Half-naked teenagers. Wild claims of human trafficking and forced prostitution. Even rape-cults. And, the truth? Crappy excuses to cross security perimeters and do drugs! There is an entire industry money-milking worried parents. Signs of the Times, not in any form a crime I ever had a part in.


Envy. With my smoking bad habit remaining, even without any faltering back into alcoholism, the company once more helped me best they could. Marsh Cigarillos imported from Portsmouth, England, as the older factory in Innsmouth, Massachusetts, USA, was already undone by those erratic claims of foul crime and homicidal fish folks. I went from two packages of regular cigarettes down to only half a package of cigarillos per day. A lot less poison.


Human Sacrifices. I am a patrol guard with only a safety flashlight, which combines flashlight and baton. I do not even know, what kinda helicopter could carry one of those sacrificial altars. Or, why people do remember those remnants of folklore on Aztec and Inka doing such sacrifices in South America, centuries ago!


A simple life must not be a bad life. And, of course, there will be wild tales about that as well. Still, I had to work for six months before I got a chance to get dog training. My dog is a partner, risking life and limb for the same duty every single work shift. How dare those journalists to babble about sectarian cybernetics and alien technology. It is racism behind their overpaid charades. Seriously, once the Stars are in the proper constellation, my dutiful dog companion will certainly come back to work. The Symbiont does not even cause any mutation, and they have semi-ethereal tendrils, not physical tentacles, anyway!
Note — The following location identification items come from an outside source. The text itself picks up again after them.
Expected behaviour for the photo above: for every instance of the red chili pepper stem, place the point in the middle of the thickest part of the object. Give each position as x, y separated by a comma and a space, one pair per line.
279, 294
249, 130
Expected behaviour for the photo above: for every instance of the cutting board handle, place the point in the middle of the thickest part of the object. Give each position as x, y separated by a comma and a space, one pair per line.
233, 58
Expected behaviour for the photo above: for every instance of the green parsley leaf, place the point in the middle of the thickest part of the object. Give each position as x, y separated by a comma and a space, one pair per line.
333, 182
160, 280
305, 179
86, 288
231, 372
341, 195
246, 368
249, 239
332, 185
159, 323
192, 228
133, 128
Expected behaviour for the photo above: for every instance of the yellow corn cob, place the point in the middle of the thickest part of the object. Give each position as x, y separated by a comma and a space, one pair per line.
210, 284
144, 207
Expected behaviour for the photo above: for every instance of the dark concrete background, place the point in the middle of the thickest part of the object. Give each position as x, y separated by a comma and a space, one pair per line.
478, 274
Found footage film crews and paranormal researchers went missing. Yes, a win-win! Our suburban and rural folks did not fall for their fraud schemes and scam attacks. That is it. Those criminal charmers tried to go for the gullible, and sometimes the people get rid of them by burying them behind grandpa's old barn, or wherever else. Again, Ermitage Security having nothing to do with it.
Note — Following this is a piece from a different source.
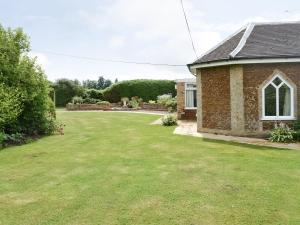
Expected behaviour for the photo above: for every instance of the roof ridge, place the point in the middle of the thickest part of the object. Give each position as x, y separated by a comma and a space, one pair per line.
222, 42
243, 40
277, 23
See? It is just life, as usual. Job worries, politics, religious crazes, and media disinformation. Cannot even remember, how many orgies those nosy weirdos spoiled for me, or how often those pests and trespassers purposely violated security perimeters, when we had the chosen few moments of watching the wonderful nightly sky in a mixture of longing and hope, which our critics dare call unspeakable Evil. 


Next shift it will be just like that again, no matter, how hard we work, someone always will think us the easy scapegoat for whatever craze took hold of them. Toxic stress on modern jobs.